Jindal Stainless (Hisar) Limited’s Q1 profit grows by 6% to Rs 84 crore
New Delhi, Aug 8 (IBNS): Jindal Stainless (Hisar) Limited (JSHL) marked a steady start to the financial year by posting 6% growth in Profit After Tax (PAT) in Q1FY20 at Rs 84 crore compared to Rs 79 crore in the corresponding period last year (CPLY).
During Q1FY20, net revenue of the Company remained stable at Rs 2,147 crore and EBITDA was recorded at Rs 237 crore.
Melt production in Q1FY20 also remained consistent at 160,291 tonnes. Sales volume slightly slipped to 151,873 tonnes in Q1FY20 against 170,422 tonnes in CPLY, because of low market sentiments in certain segments such as hollowware. The Company’s overall performance remained steady in spite of weak demand in the first quarter. Performance of JSHL’s Specialty Products Division during the first quarter of FY20 saw an increased sale of ~6% in products like blade steel, precision strips, and coin blanks. Stainless steel demand from Railways for coaches and wagons continued to drive volumes.
Asserting the strong fundamentals of the Company, Managing Director, JSHL, Abhyuday Jindal, said, “We had a stable first quarter as we continued to leverage our strong operational capabilities, including our Specialty Products Division.

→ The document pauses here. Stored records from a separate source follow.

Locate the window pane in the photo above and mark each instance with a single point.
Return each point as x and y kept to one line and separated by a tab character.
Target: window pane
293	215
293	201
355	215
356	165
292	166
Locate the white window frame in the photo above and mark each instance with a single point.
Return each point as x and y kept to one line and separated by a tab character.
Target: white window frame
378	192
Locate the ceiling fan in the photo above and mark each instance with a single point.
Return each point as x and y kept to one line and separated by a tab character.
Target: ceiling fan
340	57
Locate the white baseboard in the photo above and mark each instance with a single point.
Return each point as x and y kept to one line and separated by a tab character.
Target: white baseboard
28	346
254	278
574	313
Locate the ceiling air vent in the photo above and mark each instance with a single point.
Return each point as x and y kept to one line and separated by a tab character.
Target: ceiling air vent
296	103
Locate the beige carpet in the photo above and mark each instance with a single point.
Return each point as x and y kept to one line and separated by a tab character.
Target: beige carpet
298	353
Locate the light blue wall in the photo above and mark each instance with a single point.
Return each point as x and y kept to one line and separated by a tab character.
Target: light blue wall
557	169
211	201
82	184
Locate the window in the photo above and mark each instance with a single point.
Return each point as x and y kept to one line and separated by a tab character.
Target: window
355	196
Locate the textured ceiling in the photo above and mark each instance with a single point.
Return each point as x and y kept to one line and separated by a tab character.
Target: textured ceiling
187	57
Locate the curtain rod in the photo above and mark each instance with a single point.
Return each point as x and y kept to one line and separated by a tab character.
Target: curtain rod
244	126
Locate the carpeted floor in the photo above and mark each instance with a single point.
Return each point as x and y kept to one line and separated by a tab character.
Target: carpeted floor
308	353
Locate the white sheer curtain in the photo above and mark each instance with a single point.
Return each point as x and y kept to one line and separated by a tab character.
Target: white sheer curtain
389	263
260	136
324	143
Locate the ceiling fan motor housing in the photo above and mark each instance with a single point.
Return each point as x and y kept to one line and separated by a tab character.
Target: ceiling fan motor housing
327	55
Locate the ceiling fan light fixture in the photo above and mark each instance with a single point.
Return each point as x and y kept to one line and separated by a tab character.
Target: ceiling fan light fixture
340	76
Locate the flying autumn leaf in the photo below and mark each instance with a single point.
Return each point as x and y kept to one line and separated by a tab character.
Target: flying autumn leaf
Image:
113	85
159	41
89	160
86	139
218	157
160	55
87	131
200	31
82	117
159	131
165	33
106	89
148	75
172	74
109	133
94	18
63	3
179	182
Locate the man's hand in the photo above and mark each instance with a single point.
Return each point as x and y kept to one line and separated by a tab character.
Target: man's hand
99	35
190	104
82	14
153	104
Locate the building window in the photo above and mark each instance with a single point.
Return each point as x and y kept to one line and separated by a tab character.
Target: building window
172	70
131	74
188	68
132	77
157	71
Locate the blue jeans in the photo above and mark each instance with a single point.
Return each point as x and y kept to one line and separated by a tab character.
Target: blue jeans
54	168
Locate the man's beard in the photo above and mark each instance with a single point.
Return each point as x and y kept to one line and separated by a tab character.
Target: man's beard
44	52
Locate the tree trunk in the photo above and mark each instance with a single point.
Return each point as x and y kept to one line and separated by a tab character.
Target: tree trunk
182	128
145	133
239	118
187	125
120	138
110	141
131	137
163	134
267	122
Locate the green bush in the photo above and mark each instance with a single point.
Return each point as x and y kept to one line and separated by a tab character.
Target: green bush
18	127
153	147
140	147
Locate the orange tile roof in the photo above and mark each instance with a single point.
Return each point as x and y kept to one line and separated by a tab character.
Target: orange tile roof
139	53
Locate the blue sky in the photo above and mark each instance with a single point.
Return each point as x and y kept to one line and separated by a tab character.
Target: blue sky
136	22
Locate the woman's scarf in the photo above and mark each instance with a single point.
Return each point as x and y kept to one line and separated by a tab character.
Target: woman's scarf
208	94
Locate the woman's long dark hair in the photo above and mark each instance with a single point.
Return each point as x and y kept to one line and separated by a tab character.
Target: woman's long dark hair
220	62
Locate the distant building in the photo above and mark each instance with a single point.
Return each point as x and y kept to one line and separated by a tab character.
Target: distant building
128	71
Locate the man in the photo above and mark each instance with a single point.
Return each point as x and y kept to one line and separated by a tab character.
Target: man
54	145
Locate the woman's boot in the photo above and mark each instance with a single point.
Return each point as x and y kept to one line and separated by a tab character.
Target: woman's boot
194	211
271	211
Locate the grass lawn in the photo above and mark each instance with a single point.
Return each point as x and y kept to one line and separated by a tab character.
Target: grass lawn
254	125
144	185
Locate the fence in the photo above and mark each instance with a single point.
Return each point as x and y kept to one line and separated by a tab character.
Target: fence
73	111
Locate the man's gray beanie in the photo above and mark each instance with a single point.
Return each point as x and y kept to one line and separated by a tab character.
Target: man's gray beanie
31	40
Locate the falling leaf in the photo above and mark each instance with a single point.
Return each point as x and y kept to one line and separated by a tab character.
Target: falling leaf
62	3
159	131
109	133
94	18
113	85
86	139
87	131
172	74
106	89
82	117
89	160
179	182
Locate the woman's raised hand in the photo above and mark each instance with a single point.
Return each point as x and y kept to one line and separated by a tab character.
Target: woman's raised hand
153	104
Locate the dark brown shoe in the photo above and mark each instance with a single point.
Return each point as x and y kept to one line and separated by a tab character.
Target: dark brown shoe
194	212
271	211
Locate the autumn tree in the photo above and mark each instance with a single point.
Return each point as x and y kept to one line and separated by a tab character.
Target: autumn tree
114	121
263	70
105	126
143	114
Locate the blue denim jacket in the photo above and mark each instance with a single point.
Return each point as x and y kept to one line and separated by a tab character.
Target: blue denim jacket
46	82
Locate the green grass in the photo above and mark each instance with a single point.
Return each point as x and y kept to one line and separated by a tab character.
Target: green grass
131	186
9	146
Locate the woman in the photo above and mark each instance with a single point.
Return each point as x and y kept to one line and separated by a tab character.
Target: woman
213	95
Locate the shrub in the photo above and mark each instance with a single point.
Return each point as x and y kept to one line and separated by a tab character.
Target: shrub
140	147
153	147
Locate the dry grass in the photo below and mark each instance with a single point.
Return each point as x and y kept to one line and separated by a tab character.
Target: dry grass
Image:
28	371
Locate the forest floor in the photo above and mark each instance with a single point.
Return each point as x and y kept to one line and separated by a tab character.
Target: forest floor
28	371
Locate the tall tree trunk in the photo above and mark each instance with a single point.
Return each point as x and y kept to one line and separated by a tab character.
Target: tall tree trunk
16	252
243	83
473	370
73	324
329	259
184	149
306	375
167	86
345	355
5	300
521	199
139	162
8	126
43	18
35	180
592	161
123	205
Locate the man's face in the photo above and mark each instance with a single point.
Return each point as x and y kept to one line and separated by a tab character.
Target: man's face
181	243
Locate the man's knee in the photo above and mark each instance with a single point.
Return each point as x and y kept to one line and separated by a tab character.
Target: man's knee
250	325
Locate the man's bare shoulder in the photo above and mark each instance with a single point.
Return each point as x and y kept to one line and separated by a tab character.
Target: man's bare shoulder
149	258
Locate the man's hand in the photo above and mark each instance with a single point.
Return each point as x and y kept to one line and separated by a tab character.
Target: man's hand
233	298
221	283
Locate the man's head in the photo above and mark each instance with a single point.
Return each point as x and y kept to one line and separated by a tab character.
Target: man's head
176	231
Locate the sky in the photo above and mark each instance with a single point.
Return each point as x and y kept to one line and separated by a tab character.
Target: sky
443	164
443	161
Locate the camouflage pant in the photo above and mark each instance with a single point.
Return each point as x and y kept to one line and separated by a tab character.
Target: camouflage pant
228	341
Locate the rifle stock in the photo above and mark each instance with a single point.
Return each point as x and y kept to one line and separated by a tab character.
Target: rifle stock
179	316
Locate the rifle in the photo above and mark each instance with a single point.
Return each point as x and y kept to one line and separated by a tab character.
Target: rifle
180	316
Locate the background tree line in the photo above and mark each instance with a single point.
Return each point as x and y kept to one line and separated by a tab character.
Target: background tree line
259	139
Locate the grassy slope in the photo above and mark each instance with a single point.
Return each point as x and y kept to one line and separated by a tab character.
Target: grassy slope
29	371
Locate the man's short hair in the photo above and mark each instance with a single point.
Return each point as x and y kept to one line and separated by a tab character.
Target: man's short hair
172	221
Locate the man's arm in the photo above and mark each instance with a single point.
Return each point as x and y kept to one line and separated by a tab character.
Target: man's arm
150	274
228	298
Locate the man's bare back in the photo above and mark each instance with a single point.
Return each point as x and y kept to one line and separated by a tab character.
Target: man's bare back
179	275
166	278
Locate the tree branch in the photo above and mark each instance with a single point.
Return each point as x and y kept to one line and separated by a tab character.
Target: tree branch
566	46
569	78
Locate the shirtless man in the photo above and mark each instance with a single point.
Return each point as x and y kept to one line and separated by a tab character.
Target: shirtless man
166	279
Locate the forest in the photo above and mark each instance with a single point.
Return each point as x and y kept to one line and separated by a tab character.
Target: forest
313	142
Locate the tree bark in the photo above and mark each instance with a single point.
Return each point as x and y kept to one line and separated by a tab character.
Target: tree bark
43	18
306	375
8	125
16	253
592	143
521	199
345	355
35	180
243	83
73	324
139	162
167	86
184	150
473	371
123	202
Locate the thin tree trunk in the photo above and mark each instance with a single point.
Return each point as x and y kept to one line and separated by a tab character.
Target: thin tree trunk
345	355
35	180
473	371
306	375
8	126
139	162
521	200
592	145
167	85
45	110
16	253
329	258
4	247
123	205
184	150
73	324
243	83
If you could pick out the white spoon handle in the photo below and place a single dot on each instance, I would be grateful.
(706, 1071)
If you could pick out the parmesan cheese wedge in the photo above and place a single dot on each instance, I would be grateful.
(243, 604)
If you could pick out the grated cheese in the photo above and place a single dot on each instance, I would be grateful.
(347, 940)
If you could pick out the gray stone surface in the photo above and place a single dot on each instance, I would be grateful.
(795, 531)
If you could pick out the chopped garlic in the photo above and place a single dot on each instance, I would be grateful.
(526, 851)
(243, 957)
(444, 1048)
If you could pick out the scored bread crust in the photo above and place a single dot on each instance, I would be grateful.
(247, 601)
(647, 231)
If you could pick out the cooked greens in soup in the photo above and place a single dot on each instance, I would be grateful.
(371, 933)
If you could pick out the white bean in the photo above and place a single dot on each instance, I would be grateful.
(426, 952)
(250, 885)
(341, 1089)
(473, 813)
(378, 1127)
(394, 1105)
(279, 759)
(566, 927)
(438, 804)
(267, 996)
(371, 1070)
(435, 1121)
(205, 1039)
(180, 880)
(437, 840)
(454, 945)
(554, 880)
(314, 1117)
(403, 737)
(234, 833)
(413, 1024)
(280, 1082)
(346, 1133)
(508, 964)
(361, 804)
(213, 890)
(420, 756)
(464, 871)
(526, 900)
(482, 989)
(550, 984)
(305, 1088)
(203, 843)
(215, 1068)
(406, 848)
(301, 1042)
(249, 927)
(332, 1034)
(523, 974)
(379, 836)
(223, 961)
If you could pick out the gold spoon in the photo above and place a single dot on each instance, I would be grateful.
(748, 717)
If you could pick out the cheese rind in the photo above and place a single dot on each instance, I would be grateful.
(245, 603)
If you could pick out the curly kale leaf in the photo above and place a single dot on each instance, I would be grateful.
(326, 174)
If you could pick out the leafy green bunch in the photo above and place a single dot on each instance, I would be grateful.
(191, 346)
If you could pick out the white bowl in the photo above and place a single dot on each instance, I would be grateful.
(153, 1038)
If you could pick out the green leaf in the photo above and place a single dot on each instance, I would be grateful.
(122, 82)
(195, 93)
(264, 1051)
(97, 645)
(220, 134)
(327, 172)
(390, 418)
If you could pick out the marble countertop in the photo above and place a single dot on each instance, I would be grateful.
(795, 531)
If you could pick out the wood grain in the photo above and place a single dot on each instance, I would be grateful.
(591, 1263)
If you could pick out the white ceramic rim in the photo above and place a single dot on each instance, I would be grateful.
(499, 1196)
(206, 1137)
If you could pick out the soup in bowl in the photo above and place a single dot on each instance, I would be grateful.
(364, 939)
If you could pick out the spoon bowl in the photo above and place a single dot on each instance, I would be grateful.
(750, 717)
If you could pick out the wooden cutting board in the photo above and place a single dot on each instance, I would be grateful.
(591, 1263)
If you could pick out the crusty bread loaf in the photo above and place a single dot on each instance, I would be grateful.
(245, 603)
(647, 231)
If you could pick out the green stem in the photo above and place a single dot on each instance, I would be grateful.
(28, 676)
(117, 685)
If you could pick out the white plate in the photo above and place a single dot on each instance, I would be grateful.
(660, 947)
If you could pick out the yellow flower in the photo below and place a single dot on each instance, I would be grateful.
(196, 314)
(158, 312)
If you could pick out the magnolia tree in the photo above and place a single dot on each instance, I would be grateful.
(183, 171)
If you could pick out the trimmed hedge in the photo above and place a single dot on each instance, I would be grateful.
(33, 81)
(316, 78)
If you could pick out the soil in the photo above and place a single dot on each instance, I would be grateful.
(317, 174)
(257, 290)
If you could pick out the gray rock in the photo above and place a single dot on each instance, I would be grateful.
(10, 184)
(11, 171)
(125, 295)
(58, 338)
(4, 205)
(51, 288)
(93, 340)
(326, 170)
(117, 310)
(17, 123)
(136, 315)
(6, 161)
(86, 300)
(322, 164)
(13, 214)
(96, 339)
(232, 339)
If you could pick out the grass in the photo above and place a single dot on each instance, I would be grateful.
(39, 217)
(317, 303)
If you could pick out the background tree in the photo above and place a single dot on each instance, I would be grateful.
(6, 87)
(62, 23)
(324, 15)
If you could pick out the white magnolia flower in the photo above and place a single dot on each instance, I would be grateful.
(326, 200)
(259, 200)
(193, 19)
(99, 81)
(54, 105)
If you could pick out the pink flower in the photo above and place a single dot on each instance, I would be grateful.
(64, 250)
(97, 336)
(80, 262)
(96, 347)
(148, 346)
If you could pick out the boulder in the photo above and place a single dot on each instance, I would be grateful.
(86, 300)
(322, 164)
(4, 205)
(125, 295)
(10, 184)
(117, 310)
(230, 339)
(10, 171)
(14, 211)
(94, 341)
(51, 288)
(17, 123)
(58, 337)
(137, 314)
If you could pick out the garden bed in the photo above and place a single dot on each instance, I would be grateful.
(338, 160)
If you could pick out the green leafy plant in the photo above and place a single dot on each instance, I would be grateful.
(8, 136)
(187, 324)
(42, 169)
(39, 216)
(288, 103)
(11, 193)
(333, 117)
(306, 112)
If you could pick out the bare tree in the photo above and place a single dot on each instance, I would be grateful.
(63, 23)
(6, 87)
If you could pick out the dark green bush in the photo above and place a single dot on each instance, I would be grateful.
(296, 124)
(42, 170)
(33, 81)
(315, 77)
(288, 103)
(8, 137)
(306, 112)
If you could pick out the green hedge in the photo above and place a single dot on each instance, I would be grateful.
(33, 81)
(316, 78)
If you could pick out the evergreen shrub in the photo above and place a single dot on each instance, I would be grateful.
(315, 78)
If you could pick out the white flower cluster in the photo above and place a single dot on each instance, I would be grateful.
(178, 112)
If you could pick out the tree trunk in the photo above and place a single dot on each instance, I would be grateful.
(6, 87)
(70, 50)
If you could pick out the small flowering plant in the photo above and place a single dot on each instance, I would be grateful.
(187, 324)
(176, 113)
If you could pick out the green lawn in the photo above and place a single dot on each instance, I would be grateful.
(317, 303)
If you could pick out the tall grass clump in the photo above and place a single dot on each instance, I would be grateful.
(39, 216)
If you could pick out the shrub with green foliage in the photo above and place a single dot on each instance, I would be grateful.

Our sustained focus on enhancing revenue through new application development and strengthening our product portfolio for domestic markets will eventually shape our long-term growth. However, unstable raw material prices amid global trade tensions and high quantum of unwarranted imports from Indonesia, Vietnam, and other countries remain a challenge for the domestic industry.”
The Company has also commissioned a new induction furnace in the steel melting shop to enhance operational efficiency. Reduction in production cost, increase in yield and improved resource utilisation will be the key benefits from this initiative going forward.
The domestic stainless steel market continued to face onslaught of subsidised imports. Imports from Indonesia rose by ~14 times in FY19 as compared to FY18. During the first quarter, Indonesian imports comprised 28% of the total stainless steel imports into India. Due to surge in dumped and subsidized imports, the government initiated an Anti Dumping Duty investigation in July 2019. The investigation will encompass all stainless steel flat products from major exporting countries, such as Indonesia, China, Korea, Japan, Taiwan, etc.
This investigation will also consider FTA nations like Japan and Korea which have duty-free access to Indian markets.
The future of Indian stainless steel industry will considerably depend on the outcome of this investigation.
Several players in the domestic stainless steel industry are already threatened with unviable operations; and have therefore resorted to trading rather than manufacturing. Enterprises are shutting down and job losses are mounting; this trend is defeating, rather than supporting, the government’s ‘Make in India’ initiative. On the global front, estimates of economic growth remain sluggish due to a surge in protectionist measures by advanced economies.